“Data-Driven Thinking” is written by members of the media community and contains fresh ideas on the digital revolution in media.
Today’s column is written by Justin Choi, CEO at Nativo.
The Media Rating Council (MRC) hit yet another milestone [PDF] in their viewable impression crusade on Monday by lifting the advisory on viewable impressions for video.
Judging by the expanding list of accredited viewable impression vendors and the increase in industry cheerleaders on this topic, including Randall Rothenberg, the Interactive Advertising Bureau’s president and CEO, the viewable cost per mille (vCPM) charge metric is well on its way toward becoming the next major industry standard for digital media transactions.
While all this momentum is exciting – if you’re still not convinced, check out these two recent public service announcement videos– we still have a ways to go in order to make viewable impressions and the vCPM model a reality in the buying and selling of digital media.
In the MRC’s initial advisory lift on display [PDF] in March, it identified several challenges to establishing standard viewability metrics, such as the varying granularity of measurement, ad vs. ad container measurement and human error. Now that video has been added to the mix, here are a few considerations and potential solutions that may help the industry embrace vCPM as the standard method of transacting digital media.
Media consumption in different formats and on multiple devices: Media spending attributed to multi-screen advertising campaigns is expected to grow from 20% of budgets today to 50% in the next three years, according to a recent study by Nielsen and the Association of National Advertisers. Consumers are now mobile on multiple devices, so we need viewable solutions and a vCPM metric that takes cross-platform consumption into account.

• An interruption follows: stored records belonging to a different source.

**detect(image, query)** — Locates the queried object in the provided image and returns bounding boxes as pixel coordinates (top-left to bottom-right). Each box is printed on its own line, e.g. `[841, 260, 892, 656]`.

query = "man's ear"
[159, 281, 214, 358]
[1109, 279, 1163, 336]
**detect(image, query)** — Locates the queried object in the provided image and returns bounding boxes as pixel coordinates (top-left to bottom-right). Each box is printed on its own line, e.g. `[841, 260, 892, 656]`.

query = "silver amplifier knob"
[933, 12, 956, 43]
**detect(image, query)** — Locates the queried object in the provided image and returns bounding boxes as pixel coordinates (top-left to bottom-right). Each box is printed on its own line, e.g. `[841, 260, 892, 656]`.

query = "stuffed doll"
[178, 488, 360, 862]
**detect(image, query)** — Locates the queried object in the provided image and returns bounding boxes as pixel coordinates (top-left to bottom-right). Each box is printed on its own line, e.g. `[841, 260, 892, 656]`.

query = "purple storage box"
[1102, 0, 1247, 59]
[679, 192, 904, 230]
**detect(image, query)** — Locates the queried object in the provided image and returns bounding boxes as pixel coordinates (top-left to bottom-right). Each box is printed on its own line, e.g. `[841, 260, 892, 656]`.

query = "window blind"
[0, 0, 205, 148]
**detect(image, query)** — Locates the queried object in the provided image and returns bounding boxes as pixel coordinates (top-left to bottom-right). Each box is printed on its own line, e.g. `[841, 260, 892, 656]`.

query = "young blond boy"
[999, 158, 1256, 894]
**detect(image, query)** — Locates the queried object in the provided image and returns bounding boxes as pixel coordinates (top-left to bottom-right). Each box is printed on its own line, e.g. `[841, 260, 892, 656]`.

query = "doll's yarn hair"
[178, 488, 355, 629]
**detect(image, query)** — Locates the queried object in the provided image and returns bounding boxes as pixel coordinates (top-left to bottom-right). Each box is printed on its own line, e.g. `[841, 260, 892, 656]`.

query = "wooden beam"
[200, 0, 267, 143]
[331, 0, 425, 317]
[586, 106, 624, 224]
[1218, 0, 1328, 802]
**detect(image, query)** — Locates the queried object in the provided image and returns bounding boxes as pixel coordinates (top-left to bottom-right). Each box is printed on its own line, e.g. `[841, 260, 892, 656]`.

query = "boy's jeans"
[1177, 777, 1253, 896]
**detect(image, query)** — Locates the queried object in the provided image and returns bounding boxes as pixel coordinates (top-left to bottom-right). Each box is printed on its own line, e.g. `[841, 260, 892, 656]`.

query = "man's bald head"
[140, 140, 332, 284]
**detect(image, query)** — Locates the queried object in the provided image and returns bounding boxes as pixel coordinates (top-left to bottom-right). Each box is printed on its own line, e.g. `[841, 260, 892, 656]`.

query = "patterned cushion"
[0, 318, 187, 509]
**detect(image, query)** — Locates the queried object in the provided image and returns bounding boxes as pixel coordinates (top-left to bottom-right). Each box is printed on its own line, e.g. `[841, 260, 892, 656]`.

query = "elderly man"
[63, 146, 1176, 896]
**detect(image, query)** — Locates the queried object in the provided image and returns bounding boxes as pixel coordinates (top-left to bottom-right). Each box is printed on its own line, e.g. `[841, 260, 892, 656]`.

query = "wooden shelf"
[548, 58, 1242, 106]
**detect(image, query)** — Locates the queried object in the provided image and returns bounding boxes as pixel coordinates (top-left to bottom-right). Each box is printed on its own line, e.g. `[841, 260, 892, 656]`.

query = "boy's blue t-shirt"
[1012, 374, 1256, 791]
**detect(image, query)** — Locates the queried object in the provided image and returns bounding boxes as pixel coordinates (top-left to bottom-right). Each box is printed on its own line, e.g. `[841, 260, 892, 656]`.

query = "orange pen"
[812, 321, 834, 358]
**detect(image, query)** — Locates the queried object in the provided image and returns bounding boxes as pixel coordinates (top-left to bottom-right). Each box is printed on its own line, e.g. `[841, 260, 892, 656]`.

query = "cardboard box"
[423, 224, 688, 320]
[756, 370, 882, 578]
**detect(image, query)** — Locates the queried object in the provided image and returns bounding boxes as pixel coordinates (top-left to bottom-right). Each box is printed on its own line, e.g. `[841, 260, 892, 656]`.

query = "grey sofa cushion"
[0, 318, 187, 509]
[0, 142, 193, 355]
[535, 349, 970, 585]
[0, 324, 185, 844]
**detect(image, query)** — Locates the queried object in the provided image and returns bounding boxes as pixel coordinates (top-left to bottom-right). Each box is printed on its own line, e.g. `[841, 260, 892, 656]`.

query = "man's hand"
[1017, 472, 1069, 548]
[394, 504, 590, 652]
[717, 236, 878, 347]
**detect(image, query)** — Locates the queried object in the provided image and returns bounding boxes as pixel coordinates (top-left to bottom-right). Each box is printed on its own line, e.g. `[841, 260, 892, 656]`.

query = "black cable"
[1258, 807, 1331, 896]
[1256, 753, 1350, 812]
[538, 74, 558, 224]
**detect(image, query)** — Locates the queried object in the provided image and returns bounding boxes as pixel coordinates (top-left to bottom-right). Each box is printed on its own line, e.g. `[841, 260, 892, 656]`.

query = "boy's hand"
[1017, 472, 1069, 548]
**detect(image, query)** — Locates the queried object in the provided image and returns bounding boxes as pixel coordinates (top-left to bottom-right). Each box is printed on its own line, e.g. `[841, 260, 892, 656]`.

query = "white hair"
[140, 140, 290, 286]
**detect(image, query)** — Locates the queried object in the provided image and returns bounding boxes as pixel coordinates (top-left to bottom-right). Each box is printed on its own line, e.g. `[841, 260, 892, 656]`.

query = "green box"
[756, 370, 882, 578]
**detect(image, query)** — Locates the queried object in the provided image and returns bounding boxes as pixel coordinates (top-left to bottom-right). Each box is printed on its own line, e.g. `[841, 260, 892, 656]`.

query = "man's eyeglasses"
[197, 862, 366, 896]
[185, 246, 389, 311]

Expanding ecosystem of automation: As larger chunks of media spending move to RTB, exchange-based trading and other automated buying channels, we need solutions to scale vCPM across these programmatic environments. Media buyers embraced programmatic because, among many benefits, it brought massive efficiencies to their responsibilities and helped them maximize value from ad budgets. In order for brands and agencies to embrace vCPM, we need to make it operationally easy for them to adopt the new metric. This can be solved, for example, by incorporating the vCPM metric within programmatic interfaces media buyers use.
Leveraging engagement metrics to complete the story: Viewability only gives insight into whether an ad was in view of the user’s browser, but not necessarily if the user saw it and connected with the brand. To capture this, we also need to measure attention and engagement to prove the extent to which an ad aligned with the user’s interests and mindset at the time of being seen. Average time spent consuming content within the publisher’s site is just one example; by measuring this, along with other advanced attention metrics, we gain insight into users’ active consumption of content, and how successful the brand was in creating content relevant to the user’s experience and interest.
We have a great opportunity with viewable impressions and the vCPM metric to give brand advertisers and media planners peace of mind and greater efficiency with their media buys. At the same time, media publishers, ad providers and ad tech vendors will have significantly more credibility and the ability to extract fair value from the consumer attention they deliver.
“Currently, digital media are the only media segment that do not provide guarantees to advertisers that their ads can be seen – that the ‘opportunity to see’ exists,” Rothenberg once said.
In taking a step back, he brings up an astounding point: In every other advertising medium, buyers have physical evidence that an ad ran and was viewable, including hard copies of newspapers or magazines, billboards prominently displayed on the side of a building, on-air commercial breaks within television programming or in-between popular songs on the radio.
While viewable impressions may not be perfect, they offer a more concrete answer and a better proof of purchase to whether a digital ad had the potential of being seen. I hope this opportunity to innovate is not lost on our fellow industry comrades and that the digital advertising industry at large rises to the occasion and embraces viewability.